The nature of this life is one of continuous change, we generally kick against the transience of situations and (from childhood) long to replicate good times and memories. Some of us visit childhood holiday destinations with our own children in the vain hope that we can somehow live again in a happy moment; or we seek out old friends on social media in some misguided attempt to reconnect with people that are no longer part of who we are. I have walked down streets that I played on as a child looking for the ghosts of the people who meant so much to me at the time and whose childhood quirks have been airbrushed out of the pictures in my mind.

The beauty of good memories is that they are good, but only in retrospect, Harry Belafonte sang that "life's a road we walk but one way down," we filter out the awkwardness of childhood and teenage years and have only the idealistic reality that we choose to remember. In some ways this is a self preservation instinct that is built into each one of us to allow us to move on and forward in life. Many who simply stop in life are crippled by memories of terrible events that shook their entire existence; ironically, people that have survived cataclysmic historical events manage to bury the trauma deep inside and never again revisit them, drawing a deep line which they refuse to cross or acknowledge.

I believe that the people we now are is such a rich tapestry of our experiences we do ourselves and those around us a deep disservice by shunning the road which led us here. Movie history is littered with stories of people who reinvent themselves in a new town and try desperately to hide who they once were; unfortunately in a media driven world no stone is left unturned when a person becomes public property and every detail is raked over. It takes a very measured and clever person to hide a past.

One of the phone companies ran a commercial a number of years ago which pointed out that we are the sum of all the experiences and people we have come across up to now. I forget the point from the business standpoint but it hit home to me the truth of the statement.

We are who we are, but we don't need to stay where life has driven us; we have the tremendous privilege of being able to change. In the prisons around the world men and women are languishing, waiting for release or death; others in those same prisons are formulating plans for their future by studying, working out or planning another crime. It was while in prison after the fall of Baghdad that the seed of a middle east caliphate formed in the mind of an ex secret policeman, we now see that in motion. It was in a cell in South Africa that a former terrorist was reformed into a statesman.

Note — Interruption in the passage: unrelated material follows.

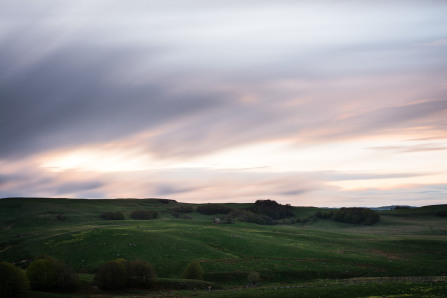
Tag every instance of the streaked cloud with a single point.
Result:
(306, 103)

The point is that we are held prisoner only by our own limitations; no matter what our circumstances are we can think big thoughts and make small changes to affect our outlook.

I am prone to poetic thinking, not that I write poems, but I like the mind which came up with a thought like James Bay did in his song from which this all stemmed. I have been chagrined for it in the past by more black and white thinking men but I prefer to walk with the poets and dreamers even if only by enjoyment. The problem with this type of thinking in me is that it tends to inaction and over thinking things instead of applying what I write.

We need the men who are like blunt instruments and equally we need those who are dreamers but both can lose the point in the here and now. We must accept and learn from our past experiences while pressing forward to what is to come and all the while living fully now; I need to get that.

I do take my kids on the occasional holiday to where I used to live, where I was happiest, and they now have a great love for it as well. My son learned to cycle there, my daughter and son dug a hole so deep in the sand that we needed steps to get them out; they have the same happy distant look when we mention the town. One day they may make new memories with their own children there as well.